The real mechanism runs like this. A Sun–Venus conjunction (0–8°) is a common configuration, because Venus spends most of its time close to the Sun. When hard aspects from Saturn, Pluto or Neptune lock onto that conjunction, you get the very pattern that popular writing sometimes calls a "square". Saturn on a Sun–Venus pairing puts a cold filter over self-worth: anything that brings pleasure has to pass through an inner censor, a sense of "I'm not allowed", "this isn't for me", "I haven't earned it". Pluto brings a jealous, possessive streak towards what is beautiful — a wish to control those one is drawn to, and a fear of losing what one loves. Neptune adds illusion: you fall for what you imagine rather than what is there, and then take the collision with reality hard.
Boiled down, what's left is an inner conflict between two functions. The Sun wants to be significant, visible, important. Venus wants to please, to enjoy, to choose comfort and beauty. When there's tension between them — routed through a third planet — those two tasks won't add up. Part of your self-worth is built on being attractive and desired, and at the same time you doubt whether you have any right to pleasure at all. The same scene repeats: you receive attention, feel glad, take fright that it's undeserved, and push it away. You come into money, feel glad, spend it on something lovely, and accuse yourself of recklessness.
With the body and with sexuality, this kind of strain is rarely simple. There's often a thread of "am I trying to be desired, or trying to love, and does one get in the way of the other". In youth it shows up as a swing between extremes: one stretch where you give yourself wholly over to others' approval and lose yourself, another where you shut down and run down your own attractiveness so as not to depend on anyone's gaze. By maturity, if a person sticks with the work, the two functions finally come apart: "I am valuable in myself" (the Sun) and "I know how to take pleasure" (Venus), without one forever checking up on the other.

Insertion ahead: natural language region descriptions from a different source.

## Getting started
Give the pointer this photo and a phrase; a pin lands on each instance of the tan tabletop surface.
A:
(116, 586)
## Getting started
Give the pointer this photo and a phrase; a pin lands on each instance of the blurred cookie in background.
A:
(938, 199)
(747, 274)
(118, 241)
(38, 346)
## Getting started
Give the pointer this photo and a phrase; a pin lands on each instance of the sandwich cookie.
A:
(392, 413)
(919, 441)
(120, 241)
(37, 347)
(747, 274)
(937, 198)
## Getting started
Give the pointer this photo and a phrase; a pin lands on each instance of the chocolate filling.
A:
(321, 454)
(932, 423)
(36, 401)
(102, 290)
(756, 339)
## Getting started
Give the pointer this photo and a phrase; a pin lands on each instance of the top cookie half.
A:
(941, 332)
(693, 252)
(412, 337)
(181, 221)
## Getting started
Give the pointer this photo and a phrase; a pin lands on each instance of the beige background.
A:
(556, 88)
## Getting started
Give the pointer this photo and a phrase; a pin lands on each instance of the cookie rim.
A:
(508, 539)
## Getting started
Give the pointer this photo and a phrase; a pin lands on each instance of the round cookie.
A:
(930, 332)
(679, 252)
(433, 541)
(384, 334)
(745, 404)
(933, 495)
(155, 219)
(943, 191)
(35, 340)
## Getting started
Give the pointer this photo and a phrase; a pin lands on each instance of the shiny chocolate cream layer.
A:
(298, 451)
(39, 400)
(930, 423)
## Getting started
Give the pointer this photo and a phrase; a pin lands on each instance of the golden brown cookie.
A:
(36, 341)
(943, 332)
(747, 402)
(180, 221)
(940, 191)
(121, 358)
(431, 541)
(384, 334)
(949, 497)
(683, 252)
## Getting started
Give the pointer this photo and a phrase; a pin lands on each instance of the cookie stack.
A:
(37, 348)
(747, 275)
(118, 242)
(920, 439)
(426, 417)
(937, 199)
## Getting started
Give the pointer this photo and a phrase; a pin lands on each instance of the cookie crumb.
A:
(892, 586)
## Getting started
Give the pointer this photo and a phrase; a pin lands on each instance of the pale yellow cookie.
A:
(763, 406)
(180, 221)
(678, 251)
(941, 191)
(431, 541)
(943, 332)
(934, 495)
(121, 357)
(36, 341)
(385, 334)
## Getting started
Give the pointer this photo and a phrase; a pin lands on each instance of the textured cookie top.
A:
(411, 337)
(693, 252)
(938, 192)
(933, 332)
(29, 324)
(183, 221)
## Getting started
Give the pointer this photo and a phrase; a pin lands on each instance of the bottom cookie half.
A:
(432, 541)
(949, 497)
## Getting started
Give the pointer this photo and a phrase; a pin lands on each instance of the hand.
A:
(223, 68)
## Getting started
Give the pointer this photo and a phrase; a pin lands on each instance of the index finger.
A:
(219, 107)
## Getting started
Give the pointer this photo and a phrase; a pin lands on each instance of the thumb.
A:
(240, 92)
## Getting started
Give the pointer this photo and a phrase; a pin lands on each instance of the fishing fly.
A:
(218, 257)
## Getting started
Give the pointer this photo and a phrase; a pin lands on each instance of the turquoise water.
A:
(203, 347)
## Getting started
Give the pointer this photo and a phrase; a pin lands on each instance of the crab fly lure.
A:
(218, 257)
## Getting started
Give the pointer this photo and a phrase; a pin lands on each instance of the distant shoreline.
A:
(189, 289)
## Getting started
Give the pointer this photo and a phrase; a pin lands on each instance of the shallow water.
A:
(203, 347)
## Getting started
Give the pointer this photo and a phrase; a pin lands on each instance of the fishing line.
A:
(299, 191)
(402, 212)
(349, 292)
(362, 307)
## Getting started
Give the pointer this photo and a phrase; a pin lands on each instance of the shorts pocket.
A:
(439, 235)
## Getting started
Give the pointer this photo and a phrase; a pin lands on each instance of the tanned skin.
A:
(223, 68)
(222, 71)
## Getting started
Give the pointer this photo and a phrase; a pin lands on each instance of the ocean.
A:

Money tends to be awkward too. A strained Venus often produces a seesaw: hard economising paired with the feeling that spending on yourself is sheer self-indulgence, then a breakout into impulse buys followed by guilt. A steady, comfortable level of spending — without the guilt and without the slips — is the work of years. What helps isn't self-control, which only pulls one way and then snaps, but a rethink of the underlying belief: am I allowed pleasure simply because I'm a living human being.
In relationships the typical storyline is a muddling of love and approval. A partner is meant to keep confirming that you're attractive, valuable, desired — and yet the partner is never quite enough, because the confirmation evaporates so fast. The work here aims at a single point: prising basic worth apart from outward signs of it. Once your worth stops hanging on who is looking at you and how, relationships breathe more freely.
Creatively, this knot often yields a fierce aesthetic sensitivity. People with a strained Venus and a strong Sun frequently end up in the visual professions, in music, fashion, writing — any field where it matters to feel quality finely and to weather criticism of your own taste. The same ache becomes the fuel: you make something beautiful precisely because beauty is how you prove to the world, and to yourself, your right to be here.
To see how this theme is actually wired in your own chart, you have to look at the placement of the Sun and Venus — the distance between them, the signs, the houses — and at the aspects they take from the outer planets. The picture is assembled from concrete details, not from a single "square" that this pair simply doesn't have in a birth chart.